横浜ビエンナーレという催しを切り回していて、10年前から横浜がメイン会場として使われるようになりました。  現代美術を楽しんでいただけるという特徴を持っています。 東京国立近代美術館では50~80代が多いですが、横浜美術館は30,40代の人がお子さんを連れてきてというような方がメインになっています。  
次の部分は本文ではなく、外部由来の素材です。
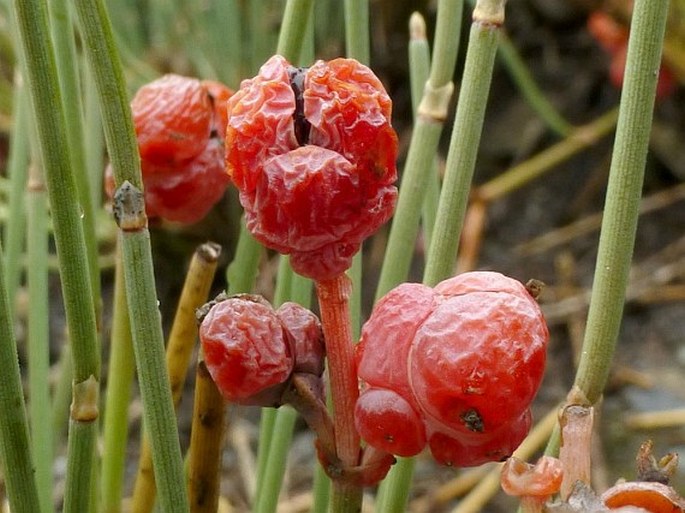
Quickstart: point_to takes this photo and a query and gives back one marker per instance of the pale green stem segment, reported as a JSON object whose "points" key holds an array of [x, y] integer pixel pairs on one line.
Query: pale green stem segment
{"points": [[67, 69], [148, 346], [14, 432], [459, 171], [464, 143], [295, 19], [16, 171], [146, 328], [431, 114], [39, 335], [70, 242], [619, 223], [122, 367]]}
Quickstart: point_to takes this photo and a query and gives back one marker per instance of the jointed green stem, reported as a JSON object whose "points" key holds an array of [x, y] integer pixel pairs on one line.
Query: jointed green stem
{"points": [[69, 238], [39, 336], [619, 224], [424, 142], [148, 341], [463, 150], [15, 450]]}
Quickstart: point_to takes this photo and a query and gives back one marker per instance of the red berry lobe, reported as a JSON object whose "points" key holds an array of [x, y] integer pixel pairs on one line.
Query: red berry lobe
{"points": [[246, 350]]}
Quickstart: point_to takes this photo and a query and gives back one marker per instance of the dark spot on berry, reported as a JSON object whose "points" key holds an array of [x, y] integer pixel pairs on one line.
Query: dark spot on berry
{"points": [[302, 126], [473, 420]]}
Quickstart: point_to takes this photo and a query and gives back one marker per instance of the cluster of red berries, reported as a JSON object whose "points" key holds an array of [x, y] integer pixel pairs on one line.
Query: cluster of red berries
{"points": [[312, 152], [455, 367], [180, 124], [613, 38]]}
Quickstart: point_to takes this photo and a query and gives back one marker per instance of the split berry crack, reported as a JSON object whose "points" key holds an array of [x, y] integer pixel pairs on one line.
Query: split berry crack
{"points": [[180, 125], [312, 152]]}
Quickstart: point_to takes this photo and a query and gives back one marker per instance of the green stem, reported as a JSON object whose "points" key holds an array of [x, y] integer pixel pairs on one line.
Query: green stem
{"points": [[464, 143], [357, 30], [419, 71], [333, 295], [266, 499], [17, 170], [148, 346], [146, 328], [121, 371], [276, 434], [431, 115], [529, 89], [39, 335], [15, 450], [70, 242], [65, 57], [619, 224]]}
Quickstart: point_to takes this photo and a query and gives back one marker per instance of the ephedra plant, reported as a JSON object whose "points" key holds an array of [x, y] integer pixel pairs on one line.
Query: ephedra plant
{"points": [[451, 365]]}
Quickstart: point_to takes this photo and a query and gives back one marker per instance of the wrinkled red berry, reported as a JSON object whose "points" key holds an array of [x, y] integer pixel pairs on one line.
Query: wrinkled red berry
{"points": [[613, 38], [313, 155], [467, 356], [180, 125], [251, 350]]}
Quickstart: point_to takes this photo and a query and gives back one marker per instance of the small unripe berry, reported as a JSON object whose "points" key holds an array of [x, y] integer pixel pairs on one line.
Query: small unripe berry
{"points": [[251, 350]]}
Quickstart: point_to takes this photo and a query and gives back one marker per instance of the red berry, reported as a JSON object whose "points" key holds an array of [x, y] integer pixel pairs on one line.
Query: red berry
{"points": [[246, 350], [306, 338], [180, 125], [467, 356], [313, 155], [172, 116]]}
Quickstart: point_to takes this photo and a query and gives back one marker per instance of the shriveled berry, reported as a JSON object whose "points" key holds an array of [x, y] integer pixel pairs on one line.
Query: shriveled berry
{"points": [[306, 338], [473, 449], [467, 356], [313, 155], [387, 421], [180, 125], [172, 118], [246, 350]]}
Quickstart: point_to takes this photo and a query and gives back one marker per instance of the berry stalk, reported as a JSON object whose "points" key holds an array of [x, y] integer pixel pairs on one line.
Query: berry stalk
{"points": [[333, 295], [617, 238]]}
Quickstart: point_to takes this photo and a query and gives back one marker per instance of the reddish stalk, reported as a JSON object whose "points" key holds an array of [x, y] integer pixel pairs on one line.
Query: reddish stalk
{"points": [[333, 298]]}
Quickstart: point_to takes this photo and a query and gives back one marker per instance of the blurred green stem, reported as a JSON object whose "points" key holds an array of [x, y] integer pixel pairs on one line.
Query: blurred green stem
{"points": [[70, 241], [118, 394], [15, 451], [146, 327], [465, 140], [619, 224], [39, 334]]}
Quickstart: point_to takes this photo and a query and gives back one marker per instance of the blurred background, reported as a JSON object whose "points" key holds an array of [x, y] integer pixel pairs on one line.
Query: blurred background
{"points": [[564, 51]]}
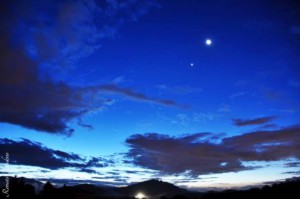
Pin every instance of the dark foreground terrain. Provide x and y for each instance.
(26, 188)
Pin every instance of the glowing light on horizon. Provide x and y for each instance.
(140, 196)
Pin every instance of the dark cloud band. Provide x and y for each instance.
(197, 154)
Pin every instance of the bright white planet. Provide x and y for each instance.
(140, 196)
(208, 42)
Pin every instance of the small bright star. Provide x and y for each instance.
(208, 42)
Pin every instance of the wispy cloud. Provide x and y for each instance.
(29, 153)
(197, 154)
(39, 36)
(256, 121)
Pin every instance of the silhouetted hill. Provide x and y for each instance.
(153, 188)
(23, 188)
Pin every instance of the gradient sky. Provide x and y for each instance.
(115, 92)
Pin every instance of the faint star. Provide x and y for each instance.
(208, 42)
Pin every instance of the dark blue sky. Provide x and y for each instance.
(112, 91)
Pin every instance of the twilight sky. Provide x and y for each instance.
(114, 92)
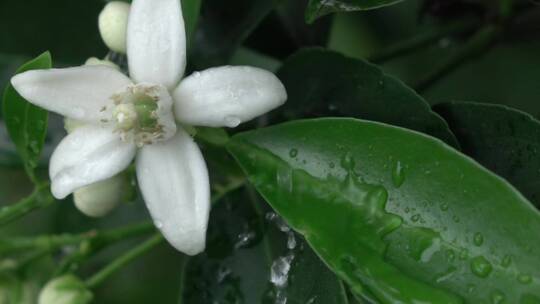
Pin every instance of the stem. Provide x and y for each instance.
(123, 260)
(414, 43)
(54, 242)
(41, 197)
(476, 45)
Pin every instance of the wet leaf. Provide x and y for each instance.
(253, 257)
(319, 8)
(26, 123)
(504, 140)
(400, 216)
(325, 83)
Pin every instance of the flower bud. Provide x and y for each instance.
(66, 289)
(113, 21)
(98, 199)
(10, 288)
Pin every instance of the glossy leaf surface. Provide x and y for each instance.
(319, 8)
(504, 140)
(400, 216)
(252, 256)
(26, 123)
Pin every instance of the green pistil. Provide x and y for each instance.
(146, 114)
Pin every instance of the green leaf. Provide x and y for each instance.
(504, 140)
(244, 243)
(26, 123)
(319, 8)
(324, 83)
(51, 27)
(397, 214)
(191, 10)
(222, 27)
私は1月生まれですが、その年の4月に東京国立近代美術館の前で撮った写真が残っています。   父親は歴史が好きで博物館、、母親は美術が好きで美術館という事で、気が付くと美術の好きな子になっていました。  高校の受験あたりは漫画家になりたかったんですが。   絵は好きだったので美術大学に進学しました。   油絵の学科でしたが油絵はあまり描かず、漫画を描いたり本を読んでいました。   大学卒業後、おもちゃ会社のパッケージデザイナーとして就職しました。  1年足らずで退職して、大学院に行こうと思って、千葉大学の大学院に進学しました。    ここでは他人の作品を研究するということを教わりました。   自分で作るよりも作品を言葉で人に説明する方が得意だという事に気づきました。  東京国立近代美術館の試験を受けて、20数年いることになりました。

レオナルドダヴィンチの「最後の晩餐」  色とか形を隅から隅まで観ていると、一冊の本を読むような感じになります。  キリストの頭の上には従来描かれていたような輪っかはなくて、キリストの丁度後ろに窓があって、輪っかの替わりに光がキリストを浮かび上がらせています。 両脇には6人づついるが、3人一組になっていて、3人が三角形に収まるようにポーズが決められている。  キリストを中心に脇への時間の経過なども見えてくるわけです。  いろいろ工夫して描かれています。   

リアルなものを見るときには、オンラインとは違う様々な情報が含まれているので、それを受け取るように神経が回ると思います。  例えば何が違うかと言えば大きさです。  細部を見るのには実はネットのほうがいいですね。   どちらでも、よいところ得意なところをとってそこを見るように自分をならしていけば、美術の見方も倍に面白さが広がるのではないかと思います。  ボッティチェリの「春」、「 ヴィーナスの誕生」を描いたイタリアのフィレンツェの時代にも死の病、伝染病がものすごくはやって、そのなかでああした作品が生まれて来てます。  美術作品のいいところは、500年前に作られたものがそのままあるので、それを手掛かりに500年前の世界に戻ることもできるわけです。  病気と闘いながらこう言った美しい世界を作ったんだなあと思う事で、今回も何とかなるんではとか、今回もいい作品ができるのではないかとか、何かいいことの一つに思えるわけです。